Neighbouring communities
Herbstein borders in the north on the community of Lautertal and the community of Wartenberg, in the east on the communities of Großenlüder and Hosenfeld (both in Fulda district), in the south on the community of Grebenhain, and in the west on the town of Schotten.

Constituent communities
The town consists of the main town of Herbstein and also the outlying centres of Altenschlirf, Lanzenhain, Schlechtenwegen, Steinfurt, Rixfeld, Schadges and Stockhausen.

The last name of the community, Stockhausen, is particularly old, having had its first documentary mention in 882 when it was identified as a fief of the Fulda Abbey. It is believed, however, to date back much further than that.

History
Herbstein had its first documentary mentioned in 1011 in a donation document from the monastery at Fulda. In 1262, Herbstein was granted town rights. Until 1802 the town belonged to the Princely Abbey (Fürstabtei) of Fulda. There followed a short time of changing leadership until the town passed to the Grand Duchy of Hesse in 1810.

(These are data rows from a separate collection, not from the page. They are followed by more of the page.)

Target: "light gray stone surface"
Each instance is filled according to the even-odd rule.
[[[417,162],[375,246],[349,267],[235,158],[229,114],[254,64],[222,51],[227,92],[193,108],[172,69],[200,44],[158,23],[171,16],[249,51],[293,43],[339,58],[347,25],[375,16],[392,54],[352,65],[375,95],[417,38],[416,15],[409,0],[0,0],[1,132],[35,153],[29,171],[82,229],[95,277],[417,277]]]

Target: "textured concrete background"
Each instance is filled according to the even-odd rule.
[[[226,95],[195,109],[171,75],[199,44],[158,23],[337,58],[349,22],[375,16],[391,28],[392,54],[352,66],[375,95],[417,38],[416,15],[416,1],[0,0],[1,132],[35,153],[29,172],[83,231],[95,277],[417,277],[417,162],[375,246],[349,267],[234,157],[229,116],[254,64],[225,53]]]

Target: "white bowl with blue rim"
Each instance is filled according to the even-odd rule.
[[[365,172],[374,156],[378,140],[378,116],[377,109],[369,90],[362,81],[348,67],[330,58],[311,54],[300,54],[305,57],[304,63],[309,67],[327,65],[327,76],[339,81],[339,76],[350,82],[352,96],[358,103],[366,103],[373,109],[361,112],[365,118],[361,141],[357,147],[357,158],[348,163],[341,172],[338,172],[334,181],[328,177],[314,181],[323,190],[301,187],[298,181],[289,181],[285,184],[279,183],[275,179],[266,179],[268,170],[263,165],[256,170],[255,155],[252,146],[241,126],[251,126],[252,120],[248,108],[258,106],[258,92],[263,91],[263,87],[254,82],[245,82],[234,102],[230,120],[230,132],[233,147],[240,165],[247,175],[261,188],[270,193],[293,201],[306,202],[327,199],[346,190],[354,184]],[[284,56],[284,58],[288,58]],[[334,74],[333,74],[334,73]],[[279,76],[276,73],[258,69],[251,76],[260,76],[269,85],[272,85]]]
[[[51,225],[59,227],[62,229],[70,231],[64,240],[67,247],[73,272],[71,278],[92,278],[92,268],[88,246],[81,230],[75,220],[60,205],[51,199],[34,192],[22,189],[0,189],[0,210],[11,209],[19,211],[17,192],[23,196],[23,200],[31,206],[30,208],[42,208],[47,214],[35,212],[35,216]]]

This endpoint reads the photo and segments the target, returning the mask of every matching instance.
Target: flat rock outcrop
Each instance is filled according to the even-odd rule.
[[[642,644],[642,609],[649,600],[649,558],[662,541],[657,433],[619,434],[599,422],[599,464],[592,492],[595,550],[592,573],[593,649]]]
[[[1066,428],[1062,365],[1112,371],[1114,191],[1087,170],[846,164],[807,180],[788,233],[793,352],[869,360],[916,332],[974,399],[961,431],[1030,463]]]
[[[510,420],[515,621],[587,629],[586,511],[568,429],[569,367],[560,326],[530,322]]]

As part of Hesse's municipal reforms, the formerly independent municipalities of Altenschlirf, Lanzenhain, Schlechtenwegen and Steinfurt were amalgamated into the town of Herbstein with effect on 31 December 1971. Rixfeld, Schadges and Stockhausen followed on 1 August 1972.

Politics

Town council

The municipal elections on 11 March 2011 yielded the following results:
 CDU 9 seats
 SPD 7 seats
 FW (citizens' coalition) 7 seats

Coat of arms
Herbstein's civic coat of arms in its present form seems to have originated in the 17th century. Before that, the arms were a simple cross from the arms of the Fulda Abbey. The figure in the arms is Saint James the Elder, and the two crossed staffs on the inescutcheon are symbols associated with him – he was beaten to death with clubs. The arms were conferred on Herbstein in 1952.

Partnerships
The town of Herbstein maintains partnerships with the following places:
  Oelegem (part of Ranst) near Antwerp, Belgium, since 1968
  Hévíz, Hungary, since 1995.

Economy and infrastructure
Ever since a thermal spring was bored in 1976, the town has been increasingly gearing its activities towards running a spa. In 1980, a thermal orthopaedic bath (of a kind known in German as a Bewegungsbad – "movement bath") opened in Herbstein and in the year 1994 the Kurmittelhaus – a place offering treatments for various complaints – was dedicated. In 2000 these efforts were at last crowned when the town had the title "Heilbad" – "Healing Bath" – bestowed upon it.

Sundry
Within Herbstein's bounds lay the geographical centre point of the old West Germany.